Interestingly, the play had an all-India cast. The present batch of IMTA includes students from Uttar Pradesh, West Bengal, Karnataka and Tamil Nadu besides Kerala. As they ventured out of the classrooms to meet the migrant workers, they realised that the workers from each part of India had learnt to speak Malayalam with distinct, distinguishable accents – the Assamese Malayalam, the Kannada Malayalam, the Tamilian Malayalam, the Oriya Malayalam, the Bihari Malayalam and so on. It is interesting to notice and study how migration works in the cultural and linguistics domains. And the play also carries a Tamil translation of the title – ‘Verum kaal Kudiyarassu.’

“The students were initially sceptical about the idea of telling the stories of lockdown,” says Dr. Pillai. They were not sure what was the point in recollecting something that was already past. But, a visit to the Kochi Biennale, and the direct interactions with the migrant workers in Kerala, totally changed their perspective. It opened them up to explore and experience the direct impact of migration. And they became aware of how migration was an integral part of their own academic experience, as most of the out-of-State students were struggling with language, food and culture after arriving in Kerala.
As we were waiting for the play to begin, a tiny boy behind me was pestering his mother, ‘Let’s go…’ he pleaded, obviously bored, and the mother trying to placate him. When the play started, the boy grew quiet and started to watch in silence. After some time, he was heard again, asking his mother, ‘Is the story over?’
For the barely five-year-old boy, it was just a story, I realised. How could you tell him it was not a story, but the harsh life which he had not yet known? But we need to. We need to tell children of all the dark days as well, or else they will not be able to take upon darker days later in life. And that was the relevance of ‘Barefoot Republic.’
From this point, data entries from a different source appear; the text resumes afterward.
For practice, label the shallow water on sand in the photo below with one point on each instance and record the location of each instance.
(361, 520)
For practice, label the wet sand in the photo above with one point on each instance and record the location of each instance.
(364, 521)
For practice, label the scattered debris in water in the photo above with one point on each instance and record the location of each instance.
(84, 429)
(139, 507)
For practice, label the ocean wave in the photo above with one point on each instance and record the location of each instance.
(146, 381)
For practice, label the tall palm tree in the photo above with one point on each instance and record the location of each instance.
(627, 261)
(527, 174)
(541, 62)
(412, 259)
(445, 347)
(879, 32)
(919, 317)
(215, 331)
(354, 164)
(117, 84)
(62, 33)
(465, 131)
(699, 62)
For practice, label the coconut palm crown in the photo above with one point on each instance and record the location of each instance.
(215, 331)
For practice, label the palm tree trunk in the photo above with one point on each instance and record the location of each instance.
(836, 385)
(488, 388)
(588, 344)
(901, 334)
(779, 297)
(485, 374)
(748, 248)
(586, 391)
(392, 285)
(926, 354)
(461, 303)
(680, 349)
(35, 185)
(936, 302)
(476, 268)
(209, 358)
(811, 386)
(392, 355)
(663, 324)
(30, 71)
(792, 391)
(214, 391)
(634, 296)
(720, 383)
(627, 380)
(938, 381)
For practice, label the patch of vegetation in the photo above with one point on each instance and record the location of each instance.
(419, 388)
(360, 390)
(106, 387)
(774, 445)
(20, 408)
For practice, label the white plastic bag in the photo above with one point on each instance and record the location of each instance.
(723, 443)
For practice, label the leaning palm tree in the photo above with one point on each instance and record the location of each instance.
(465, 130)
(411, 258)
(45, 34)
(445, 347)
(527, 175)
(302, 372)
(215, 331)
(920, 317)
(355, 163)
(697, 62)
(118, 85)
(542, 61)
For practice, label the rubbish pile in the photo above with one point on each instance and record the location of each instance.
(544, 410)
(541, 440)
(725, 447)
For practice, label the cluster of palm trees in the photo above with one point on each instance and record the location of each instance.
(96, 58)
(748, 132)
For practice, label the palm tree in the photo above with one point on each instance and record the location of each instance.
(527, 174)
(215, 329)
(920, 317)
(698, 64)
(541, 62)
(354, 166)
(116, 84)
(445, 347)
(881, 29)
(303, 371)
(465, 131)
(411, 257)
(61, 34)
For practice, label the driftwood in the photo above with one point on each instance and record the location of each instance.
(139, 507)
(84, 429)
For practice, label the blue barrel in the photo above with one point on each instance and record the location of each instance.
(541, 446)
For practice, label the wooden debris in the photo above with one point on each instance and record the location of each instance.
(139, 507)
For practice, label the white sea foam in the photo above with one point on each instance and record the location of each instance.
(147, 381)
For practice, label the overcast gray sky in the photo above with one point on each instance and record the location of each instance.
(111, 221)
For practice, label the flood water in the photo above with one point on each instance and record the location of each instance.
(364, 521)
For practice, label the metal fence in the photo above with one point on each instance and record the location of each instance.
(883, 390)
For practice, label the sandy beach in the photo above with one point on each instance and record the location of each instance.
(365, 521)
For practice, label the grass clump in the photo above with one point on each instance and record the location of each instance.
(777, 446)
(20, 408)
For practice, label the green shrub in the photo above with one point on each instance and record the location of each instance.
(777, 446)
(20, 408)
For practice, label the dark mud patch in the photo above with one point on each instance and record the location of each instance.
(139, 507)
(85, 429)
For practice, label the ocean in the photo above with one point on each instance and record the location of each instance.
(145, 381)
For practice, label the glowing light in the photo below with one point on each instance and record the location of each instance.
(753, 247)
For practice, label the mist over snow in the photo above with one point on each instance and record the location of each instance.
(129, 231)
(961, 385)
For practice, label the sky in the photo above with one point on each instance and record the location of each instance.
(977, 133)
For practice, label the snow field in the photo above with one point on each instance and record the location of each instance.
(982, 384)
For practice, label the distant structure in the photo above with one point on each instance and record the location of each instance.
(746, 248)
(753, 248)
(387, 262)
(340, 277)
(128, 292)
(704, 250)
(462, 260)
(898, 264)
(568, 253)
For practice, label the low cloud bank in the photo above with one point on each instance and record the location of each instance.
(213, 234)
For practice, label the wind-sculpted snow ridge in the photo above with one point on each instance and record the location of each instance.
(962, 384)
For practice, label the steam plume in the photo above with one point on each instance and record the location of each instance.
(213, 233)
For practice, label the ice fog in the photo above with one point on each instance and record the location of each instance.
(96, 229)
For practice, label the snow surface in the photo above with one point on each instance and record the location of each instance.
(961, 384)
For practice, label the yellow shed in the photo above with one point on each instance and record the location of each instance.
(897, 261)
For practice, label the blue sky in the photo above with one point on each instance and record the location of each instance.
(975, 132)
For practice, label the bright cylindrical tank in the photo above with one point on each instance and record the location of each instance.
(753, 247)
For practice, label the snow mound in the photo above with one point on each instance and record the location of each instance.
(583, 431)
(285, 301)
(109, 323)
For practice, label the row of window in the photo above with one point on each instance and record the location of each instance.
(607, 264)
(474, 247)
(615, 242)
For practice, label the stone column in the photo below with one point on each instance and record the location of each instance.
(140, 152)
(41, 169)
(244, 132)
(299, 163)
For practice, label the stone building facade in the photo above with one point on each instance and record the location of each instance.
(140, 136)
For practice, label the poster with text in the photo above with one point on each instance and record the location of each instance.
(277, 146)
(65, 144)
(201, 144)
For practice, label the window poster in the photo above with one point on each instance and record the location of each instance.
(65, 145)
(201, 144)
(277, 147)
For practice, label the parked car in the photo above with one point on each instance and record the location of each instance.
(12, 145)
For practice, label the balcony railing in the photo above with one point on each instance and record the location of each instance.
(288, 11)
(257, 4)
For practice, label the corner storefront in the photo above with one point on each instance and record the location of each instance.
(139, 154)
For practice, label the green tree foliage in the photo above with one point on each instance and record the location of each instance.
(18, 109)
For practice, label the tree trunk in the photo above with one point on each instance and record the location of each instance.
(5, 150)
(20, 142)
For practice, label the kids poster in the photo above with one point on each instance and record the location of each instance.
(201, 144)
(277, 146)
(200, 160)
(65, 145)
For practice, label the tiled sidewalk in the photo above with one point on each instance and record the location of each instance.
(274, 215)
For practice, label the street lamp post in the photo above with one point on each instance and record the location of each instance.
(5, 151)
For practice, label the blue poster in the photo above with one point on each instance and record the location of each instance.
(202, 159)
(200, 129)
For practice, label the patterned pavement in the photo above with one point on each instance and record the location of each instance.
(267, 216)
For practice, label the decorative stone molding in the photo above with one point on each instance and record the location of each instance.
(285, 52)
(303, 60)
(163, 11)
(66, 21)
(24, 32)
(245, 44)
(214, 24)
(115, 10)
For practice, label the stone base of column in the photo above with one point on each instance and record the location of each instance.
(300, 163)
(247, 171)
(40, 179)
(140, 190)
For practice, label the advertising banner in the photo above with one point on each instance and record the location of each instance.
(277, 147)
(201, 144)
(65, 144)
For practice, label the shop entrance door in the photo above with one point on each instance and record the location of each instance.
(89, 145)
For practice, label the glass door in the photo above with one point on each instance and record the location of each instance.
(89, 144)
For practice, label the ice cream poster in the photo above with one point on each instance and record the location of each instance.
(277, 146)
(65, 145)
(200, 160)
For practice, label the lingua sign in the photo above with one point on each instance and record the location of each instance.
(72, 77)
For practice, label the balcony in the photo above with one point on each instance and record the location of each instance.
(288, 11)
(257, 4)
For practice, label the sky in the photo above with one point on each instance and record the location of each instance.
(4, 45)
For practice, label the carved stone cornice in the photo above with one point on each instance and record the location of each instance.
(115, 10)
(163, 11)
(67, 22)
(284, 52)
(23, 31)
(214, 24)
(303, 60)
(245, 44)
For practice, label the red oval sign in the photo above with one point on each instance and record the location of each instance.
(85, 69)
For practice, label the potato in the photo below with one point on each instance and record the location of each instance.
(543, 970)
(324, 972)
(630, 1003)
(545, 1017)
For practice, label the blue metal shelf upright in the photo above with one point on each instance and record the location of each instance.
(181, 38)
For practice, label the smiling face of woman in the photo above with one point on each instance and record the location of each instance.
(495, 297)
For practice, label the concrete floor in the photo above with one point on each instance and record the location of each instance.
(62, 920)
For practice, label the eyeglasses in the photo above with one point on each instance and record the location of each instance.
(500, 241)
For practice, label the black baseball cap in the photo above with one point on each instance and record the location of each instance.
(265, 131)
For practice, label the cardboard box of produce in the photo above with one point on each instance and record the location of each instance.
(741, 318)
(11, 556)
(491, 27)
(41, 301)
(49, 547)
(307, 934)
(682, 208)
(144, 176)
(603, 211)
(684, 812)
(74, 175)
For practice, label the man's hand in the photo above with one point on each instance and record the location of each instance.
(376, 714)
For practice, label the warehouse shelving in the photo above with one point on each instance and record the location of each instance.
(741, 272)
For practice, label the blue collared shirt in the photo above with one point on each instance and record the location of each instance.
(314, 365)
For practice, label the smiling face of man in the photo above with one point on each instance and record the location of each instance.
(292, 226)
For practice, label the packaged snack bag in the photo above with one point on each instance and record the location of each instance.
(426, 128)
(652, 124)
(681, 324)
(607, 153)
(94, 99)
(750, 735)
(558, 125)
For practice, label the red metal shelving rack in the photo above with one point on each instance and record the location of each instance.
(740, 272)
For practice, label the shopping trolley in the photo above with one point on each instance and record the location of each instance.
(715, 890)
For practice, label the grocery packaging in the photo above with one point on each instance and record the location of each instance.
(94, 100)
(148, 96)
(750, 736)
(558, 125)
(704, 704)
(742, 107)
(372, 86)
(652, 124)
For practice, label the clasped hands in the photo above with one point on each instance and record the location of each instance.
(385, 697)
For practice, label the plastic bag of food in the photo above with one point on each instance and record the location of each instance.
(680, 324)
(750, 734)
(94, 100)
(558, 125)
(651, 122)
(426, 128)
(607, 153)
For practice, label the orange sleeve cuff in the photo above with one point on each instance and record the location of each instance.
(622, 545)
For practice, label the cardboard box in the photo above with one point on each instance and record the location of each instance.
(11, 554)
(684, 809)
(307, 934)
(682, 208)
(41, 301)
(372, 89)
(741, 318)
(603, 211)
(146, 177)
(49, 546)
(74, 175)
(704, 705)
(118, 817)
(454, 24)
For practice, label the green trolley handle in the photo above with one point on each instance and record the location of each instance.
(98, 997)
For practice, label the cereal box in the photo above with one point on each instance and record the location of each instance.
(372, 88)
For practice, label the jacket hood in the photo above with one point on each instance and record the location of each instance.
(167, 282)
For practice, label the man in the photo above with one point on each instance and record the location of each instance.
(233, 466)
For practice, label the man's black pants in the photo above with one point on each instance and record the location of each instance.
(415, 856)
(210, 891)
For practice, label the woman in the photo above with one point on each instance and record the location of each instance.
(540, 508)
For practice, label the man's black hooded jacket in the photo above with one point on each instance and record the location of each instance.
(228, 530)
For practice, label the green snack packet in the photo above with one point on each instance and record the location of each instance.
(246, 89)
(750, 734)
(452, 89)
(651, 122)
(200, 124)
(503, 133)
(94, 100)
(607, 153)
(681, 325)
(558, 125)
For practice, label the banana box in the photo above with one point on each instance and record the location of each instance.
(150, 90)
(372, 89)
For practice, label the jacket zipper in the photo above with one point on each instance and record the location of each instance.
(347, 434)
The performers / creators included Krishna Sharma, Fazeel Abdu Salam, Harish H.,Sidharth J.A., Karan Naskar, Daniel Martin Menachery, Khuswhant Awasthi, Vivek Vipindas, Deepak K., Siva Krishna S., Adarsh R.K., Abhijith S., Jain P Joseph, Akira Shasmi, Devika Jijeesh, Aditi Kakati and Gouthami Sunil. Conceptualisation and Direction was by Abhilash Pillai, with dramaturgy by Adith Krishna. Lighting design was by Sreejith Ramanan, with Shymon Chelad as Light Consultant.
Music and Sound Design was by Shaiju M, with choreography by Sujith Kalamandalam, Costume and Make-up by Sivaprasad S.P. and Property and Scenography by Sreejith U.T.